Nicholas Kristof, no New York Times, estava convencido de que, ao dar ao povo chinês uma internet banda larga de alta velocidade, o partido estava cavando sua própria cova. Os ocidentais em 2010 imaginavam que era impossível bloquear e censurar a internet de forma inteligente.
A crença era de que a censura seria inábil e ameaçaria o desenvolvimento científico, tecnológico e econômico ao proibir o acesso a grandes áreas do conhecimento humano. Na realidade, a personalização da web pela inteligência artificial permite hoje o surgimento de uma censura ultrassofisticada que não bloqueia nem a ciência nem os negócios chineses.
Essa utopia tecnológica era de uma ingenuidade impressionante. Estávamos redondamente enganados.
Controle de comportamento chinês é o mais elaborado da História
Longe de ser um freio ao seu domínio, a web impulsionada pela IA está, ao contrário, se tornando o reator nuclear de regimes autoritários. Pior ainda, alguns empresários, como Jack Ma, fundador do Alibaba, acreditam que a IA permitirá ao partido comunista chinês pilotar a economia melhor do que o mercado capitalista!
A democracia liberal que, 20 anos atrás, julgava ter vencido por nocaute todos os outros regimes, poderá voltar a ser minoritária no planeta; o autoritarismo digital avança a passos largos.
A China, sublinha [o economista e ensaísta francês] Olivier Babeau, “implementou no espaço de poucos anos o sistema de controle de comportamento mais elaborado e implacável da História”.
Intelectuais e pesquisadores libertários acreditavam que a tecnologia mudaria profundamente a natureza da humanidade. Na realidade, nossa violência e nossa estrutura hormonal mudam muito menos rapidamente do que a tecnologia.
Nossas paixões são projetadas diretamente no espaço digital – ódio, violência, desinformação, influência e contrainfluência.
O Estado poderá impor limites ao cruzamento de dados? Esses limites deveriam se tornar tão sagrados para nosso regime quanto a separação dos poderes.
Eles seriam pelo menos igualmente importantes para limitar a concentração do poder nas mãos de poucos, algo de que, como observou Montesquieu, todo homem está tentado a abusar.

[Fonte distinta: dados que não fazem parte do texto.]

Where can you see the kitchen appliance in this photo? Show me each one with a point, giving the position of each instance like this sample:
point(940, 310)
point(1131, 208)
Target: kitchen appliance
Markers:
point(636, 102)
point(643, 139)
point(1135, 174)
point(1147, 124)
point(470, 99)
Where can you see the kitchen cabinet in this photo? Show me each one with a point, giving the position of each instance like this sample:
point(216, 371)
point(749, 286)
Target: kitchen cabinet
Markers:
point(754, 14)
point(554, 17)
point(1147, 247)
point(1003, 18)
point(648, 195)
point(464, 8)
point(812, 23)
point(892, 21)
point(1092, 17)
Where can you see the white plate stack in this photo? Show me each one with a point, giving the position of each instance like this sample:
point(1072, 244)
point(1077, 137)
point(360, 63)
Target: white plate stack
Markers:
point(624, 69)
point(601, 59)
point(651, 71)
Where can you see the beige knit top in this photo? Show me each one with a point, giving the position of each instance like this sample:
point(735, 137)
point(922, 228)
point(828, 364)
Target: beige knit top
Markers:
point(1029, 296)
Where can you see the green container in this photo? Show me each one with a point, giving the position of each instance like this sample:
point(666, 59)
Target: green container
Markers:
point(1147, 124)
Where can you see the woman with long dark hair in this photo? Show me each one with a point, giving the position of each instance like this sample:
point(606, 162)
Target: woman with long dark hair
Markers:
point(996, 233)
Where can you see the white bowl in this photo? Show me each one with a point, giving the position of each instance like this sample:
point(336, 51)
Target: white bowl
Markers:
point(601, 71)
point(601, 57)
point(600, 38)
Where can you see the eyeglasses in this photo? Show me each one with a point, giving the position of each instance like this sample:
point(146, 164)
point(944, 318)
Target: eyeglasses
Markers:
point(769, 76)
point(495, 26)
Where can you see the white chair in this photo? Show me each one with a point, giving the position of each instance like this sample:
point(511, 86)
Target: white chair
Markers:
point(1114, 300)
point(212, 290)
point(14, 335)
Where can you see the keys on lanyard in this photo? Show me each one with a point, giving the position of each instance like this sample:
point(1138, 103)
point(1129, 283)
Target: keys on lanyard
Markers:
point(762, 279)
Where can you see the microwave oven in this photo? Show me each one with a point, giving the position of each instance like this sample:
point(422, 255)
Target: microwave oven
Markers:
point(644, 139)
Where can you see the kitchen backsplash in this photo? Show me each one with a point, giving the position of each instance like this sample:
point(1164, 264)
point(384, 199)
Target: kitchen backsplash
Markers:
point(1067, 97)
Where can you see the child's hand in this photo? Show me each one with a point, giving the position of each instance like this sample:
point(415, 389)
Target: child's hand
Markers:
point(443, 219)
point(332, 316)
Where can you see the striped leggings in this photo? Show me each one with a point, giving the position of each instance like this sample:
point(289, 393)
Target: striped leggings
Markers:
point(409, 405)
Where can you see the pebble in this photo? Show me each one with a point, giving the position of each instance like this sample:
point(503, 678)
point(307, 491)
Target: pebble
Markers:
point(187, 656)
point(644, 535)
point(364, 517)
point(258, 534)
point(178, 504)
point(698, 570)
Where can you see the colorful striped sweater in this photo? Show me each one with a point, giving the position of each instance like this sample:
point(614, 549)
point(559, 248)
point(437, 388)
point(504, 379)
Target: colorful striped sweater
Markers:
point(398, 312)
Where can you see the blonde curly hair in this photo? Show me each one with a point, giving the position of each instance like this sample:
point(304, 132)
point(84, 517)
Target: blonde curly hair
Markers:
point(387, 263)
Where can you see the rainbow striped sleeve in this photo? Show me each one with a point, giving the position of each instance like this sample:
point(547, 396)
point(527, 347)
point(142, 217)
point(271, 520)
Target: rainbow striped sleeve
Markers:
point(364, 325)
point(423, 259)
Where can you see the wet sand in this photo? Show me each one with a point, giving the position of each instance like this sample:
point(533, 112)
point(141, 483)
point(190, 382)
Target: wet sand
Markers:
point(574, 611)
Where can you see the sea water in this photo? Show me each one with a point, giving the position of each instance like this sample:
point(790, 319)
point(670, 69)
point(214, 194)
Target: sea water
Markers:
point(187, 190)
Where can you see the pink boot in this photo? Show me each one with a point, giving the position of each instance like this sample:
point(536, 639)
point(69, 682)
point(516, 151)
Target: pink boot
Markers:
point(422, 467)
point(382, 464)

Nem é preciso dizer que no momento não estamos seguindo o caminho de tal limitação. Edward Snowden revelou que os serviços de inteligência rastreiam o cidadão ocidental graças à colaboração das gigantes da internet.
Ninguém havia antecipado que mesmo os Estados democráticos desenvolveriam sistemas de controle e de bloqueio da vida digital dos cidadãos.
Contrariamente à visão de 1995, a internet fortalece o poder dos fortes e enfraquece os fracos. Acima de tudo, a revolução tecnológica fortaleceu sobretudo os tiranos.
Até o cocriador da web, Tim Berners-Lee, está desapontado, ao dizer para a Vanity Fair: “A web deveria servir a humanidade, mas é um fracasso em muitos aspectos”.
A Europa embarcou avidamente na tese do fim da História defendida por Fukuyama. Abraçou-a com prazer. Ela não indicava que o Ocidente era o eterno vencedor da história?
A partir de 1992, a Europa adormece, expande-se infinitamente, desarma-se, destrói suas fronteiras externas, deixa de investir, perde o interesse pelas novas tecnologias e torna-se um gigantesco Estado-providência, benevolente e solidário.
Resultado: a Europa de 2023 está perfeitamente adaptada ao mundo de 1823 depois do Congresso de Viena, que organizou o concerto das nações para regular a Europa pós-napoleônica.
Mas, de forma alguma, ao mundo tecnológico, cruel e instável que está chegando.